Under the deep, dark crush of wrong-headed environmental decisions that have been coming out of the White House virtually every day since January 20, our fair city keeps on shining bright.
On Tuesday, Santa Barbara became the 30th city in America to fully commit to renewable energy. By 2030, our city will use 100 percent renewable energy, based on a resolution the Santa Barbara City Council overwhelmingly approved, on a 5-1 vote, with Councilmembers citing the national political situation as one of the factors that has boosted engagement on local issues of global significance.
The vote came after a long public comment period, in which dozens of sign-carrying community residents and civic leaders showed up to speak in support of the 100 percent renewable resolution and on behalf of the planet. The World Business Academy is proud to have been there to help represent the cause, lead by the oral testimony of our Founding President Rinaldo Brutoco and the Academy’s Director of Energy Research Robert Perry.
Our two years of work on this issue feels genuinely worth-while, as many of the public comments were focused on the need for local, reliable distributed energy solutions (such as our plan for a series of local microgrids) that will add resilience in the face of a blackout threat and will do more to strengthen our local economy than simply purchasing green energy through our community’s tenuous connection to the long-distance transmission grid. (See our blog on the recent landslide in Big Sur for an example of just one of the threats to our local energy system.)

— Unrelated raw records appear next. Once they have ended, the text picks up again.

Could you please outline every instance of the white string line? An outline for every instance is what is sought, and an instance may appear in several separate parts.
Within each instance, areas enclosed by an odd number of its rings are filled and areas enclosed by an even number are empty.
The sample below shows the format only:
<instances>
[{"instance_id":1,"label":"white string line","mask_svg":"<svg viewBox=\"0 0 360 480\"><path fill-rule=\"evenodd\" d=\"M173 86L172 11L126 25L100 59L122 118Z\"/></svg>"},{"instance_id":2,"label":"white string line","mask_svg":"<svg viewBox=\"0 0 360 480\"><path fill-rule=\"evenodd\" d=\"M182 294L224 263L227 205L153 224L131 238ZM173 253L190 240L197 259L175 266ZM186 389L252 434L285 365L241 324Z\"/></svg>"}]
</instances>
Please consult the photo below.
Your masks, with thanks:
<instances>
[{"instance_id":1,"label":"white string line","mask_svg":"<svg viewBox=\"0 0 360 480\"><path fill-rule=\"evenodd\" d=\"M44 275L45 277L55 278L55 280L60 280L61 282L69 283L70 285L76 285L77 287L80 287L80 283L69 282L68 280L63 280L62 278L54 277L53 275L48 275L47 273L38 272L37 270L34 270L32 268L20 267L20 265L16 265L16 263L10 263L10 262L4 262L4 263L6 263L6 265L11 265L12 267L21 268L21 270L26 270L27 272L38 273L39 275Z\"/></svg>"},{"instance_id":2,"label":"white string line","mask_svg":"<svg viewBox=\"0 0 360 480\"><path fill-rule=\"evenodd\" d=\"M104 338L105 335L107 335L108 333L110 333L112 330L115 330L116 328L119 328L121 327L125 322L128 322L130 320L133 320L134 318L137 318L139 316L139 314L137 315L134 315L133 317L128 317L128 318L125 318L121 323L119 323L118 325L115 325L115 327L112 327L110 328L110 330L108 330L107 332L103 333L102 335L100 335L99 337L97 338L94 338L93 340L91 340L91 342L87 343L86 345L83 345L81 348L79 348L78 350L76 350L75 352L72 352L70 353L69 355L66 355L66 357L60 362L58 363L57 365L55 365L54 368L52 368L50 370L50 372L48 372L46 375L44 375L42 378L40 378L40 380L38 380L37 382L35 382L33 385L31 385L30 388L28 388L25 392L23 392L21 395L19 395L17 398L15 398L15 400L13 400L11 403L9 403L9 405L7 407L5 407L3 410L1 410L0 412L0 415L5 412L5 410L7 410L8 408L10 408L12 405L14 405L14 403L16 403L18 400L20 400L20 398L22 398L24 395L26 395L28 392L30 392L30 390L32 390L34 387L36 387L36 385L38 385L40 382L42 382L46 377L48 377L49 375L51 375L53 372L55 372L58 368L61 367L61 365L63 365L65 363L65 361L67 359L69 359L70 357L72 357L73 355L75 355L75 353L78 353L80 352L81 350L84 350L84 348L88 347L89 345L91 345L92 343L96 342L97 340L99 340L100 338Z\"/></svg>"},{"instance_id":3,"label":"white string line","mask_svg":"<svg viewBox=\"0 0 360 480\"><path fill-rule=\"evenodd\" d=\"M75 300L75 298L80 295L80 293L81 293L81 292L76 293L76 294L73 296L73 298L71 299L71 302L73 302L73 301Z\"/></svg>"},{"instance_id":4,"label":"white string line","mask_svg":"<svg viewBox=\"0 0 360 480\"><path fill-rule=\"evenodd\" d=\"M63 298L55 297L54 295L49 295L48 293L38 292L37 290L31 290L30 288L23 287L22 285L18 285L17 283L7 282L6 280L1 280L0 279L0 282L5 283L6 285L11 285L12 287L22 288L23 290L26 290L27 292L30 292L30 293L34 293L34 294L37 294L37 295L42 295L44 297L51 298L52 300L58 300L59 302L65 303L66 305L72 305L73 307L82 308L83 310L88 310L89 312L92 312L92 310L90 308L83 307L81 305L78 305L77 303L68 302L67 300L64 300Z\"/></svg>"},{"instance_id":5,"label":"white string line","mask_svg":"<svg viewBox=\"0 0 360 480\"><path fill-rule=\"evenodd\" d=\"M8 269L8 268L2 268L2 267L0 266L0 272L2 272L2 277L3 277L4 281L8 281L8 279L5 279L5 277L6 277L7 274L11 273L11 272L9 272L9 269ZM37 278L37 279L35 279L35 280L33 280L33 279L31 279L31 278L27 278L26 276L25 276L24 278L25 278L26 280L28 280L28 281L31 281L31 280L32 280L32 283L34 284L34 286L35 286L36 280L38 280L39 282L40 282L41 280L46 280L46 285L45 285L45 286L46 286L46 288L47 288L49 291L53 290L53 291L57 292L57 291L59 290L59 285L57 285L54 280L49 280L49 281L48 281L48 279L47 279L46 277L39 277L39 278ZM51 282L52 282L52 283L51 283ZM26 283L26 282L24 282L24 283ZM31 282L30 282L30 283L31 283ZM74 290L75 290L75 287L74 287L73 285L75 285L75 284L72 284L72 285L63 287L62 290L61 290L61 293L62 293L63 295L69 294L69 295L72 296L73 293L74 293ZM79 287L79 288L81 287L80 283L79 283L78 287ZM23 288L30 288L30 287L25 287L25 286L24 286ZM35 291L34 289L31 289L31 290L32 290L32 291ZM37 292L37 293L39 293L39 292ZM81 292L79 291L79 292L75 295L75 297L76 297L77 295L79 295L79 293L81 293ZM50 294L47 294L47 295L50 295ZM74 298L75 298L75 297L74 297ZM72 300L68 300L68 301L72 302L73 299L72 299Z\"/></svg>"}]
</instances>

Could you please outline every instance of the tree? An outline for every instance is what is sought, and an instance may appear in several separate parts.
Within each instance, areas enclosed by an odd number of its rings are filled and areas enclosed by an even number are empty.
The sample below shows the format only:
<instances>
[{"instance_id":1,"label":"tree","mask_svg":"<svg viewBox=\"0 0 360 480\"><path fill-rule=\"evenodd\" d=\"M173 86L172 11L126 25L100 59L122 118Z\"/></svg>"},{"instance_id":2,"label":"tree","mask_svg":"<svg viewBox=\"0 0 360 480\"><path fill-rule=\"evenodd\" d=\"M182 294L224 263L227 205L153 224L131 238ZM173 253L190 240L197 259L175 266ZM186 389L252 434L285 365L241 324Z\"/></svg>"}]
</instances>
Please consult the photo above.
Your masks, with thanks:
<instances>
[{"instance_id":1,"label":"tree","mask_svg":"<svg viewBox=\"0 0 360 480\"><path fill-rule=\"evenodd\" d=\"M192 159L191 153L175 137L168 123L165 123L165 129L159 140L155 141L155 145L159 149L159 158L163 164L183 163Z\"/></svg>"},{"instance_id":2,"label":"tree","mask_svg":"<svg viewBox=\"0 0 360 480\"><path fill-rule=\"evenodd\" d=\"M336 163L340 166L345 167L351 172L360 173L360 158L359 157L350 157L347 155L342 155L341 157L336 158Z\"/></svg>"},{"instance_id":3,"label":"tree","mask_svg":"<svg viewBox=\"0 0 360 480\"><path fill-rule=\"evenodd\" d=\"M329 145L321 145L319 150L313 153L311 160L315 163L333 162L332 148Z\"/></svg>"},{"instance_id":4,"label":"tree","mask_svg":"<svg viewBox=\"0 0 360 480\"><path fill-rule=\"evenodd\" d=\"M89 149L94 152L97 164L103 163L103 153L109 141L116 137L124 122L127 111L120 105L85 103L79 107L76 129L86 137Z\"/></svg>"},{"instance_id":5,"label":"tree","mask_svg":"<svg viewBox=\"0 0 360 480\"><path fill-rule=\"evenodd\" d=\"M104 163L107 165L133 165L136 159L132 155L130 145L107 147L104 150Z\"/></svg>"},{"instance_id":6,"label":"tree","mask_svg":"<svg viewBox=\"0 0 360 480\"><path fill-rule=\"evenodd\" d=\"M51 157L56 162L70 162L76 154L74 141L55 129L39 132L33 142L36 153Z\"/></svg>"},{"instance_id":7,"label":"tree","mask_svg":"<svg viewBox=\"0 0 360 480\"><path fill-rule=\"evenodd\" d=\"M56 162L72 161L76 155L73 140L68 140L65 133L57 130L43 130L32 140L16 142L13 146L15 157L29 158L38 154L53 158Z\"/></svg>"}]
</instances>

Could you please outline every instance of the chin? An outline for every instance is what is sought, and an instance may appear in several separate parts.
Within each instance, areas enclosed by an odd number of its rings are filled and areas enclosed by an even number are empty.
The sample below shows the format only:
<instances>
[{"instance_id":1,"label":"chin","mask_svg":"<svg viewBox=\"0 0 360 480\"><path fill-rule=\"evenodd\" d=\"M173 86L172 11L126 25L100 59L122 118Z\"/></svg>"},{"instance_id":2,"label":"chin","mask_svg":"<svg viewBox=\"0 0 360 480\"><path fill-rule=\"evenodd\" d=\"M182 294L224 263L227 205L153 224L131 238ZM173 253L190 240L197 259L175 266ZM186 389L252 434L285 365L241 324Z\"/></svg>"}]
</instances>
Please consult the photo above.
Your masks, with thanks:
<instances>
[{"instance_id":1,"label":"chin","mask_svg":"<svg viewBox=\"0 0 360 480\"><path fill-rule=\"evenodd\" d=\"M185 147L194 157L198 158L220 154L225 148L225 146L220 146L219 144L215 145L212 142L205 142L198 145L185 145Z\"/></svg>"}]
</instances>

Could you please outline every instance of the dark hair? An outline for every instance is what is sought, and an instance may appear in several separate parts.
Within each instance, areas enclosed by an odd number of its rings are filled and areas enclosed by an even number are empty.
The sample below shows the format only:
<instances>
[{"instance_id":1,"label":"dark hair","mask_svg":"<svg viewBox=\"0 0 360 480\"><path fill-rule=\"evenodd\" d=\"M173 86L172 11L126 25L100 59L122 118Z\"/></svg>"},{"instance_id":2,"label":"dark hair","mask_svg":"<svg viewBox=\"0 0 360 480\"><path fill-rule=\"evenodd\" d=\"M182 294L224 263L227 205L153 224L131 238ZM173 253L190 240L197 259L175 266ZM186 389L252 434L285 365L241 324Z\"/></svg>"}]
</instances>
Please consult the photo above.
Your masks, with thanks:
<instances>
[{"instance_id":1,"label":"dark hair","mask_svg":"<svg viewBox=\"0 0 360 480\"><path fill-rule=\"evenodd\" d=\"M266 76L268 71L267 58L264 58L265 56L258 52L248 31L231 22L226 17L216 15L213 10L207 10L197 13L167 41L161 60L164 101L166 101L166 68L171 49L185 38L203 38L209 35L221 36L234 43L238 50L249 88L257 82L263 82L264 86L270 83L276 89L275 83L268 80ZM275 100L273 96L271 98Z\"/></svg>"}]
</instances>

We all should be eminently proud of our compassionate, engaged citizens and deeply grateful to our willing city leaders. Enacting this renewable energy initiative will not come easily—it will take dedication, hard work, and technical expertise, to move Santa Barbara from a city that today gets only a fraction of its energy indirectly from renewable sources to a place where, in just 13 years, literally 100 percent of our energy will be renewable. Together, as a community, we can do this – the Academy is here to help and to make this beautiful community a global example of our common energy future.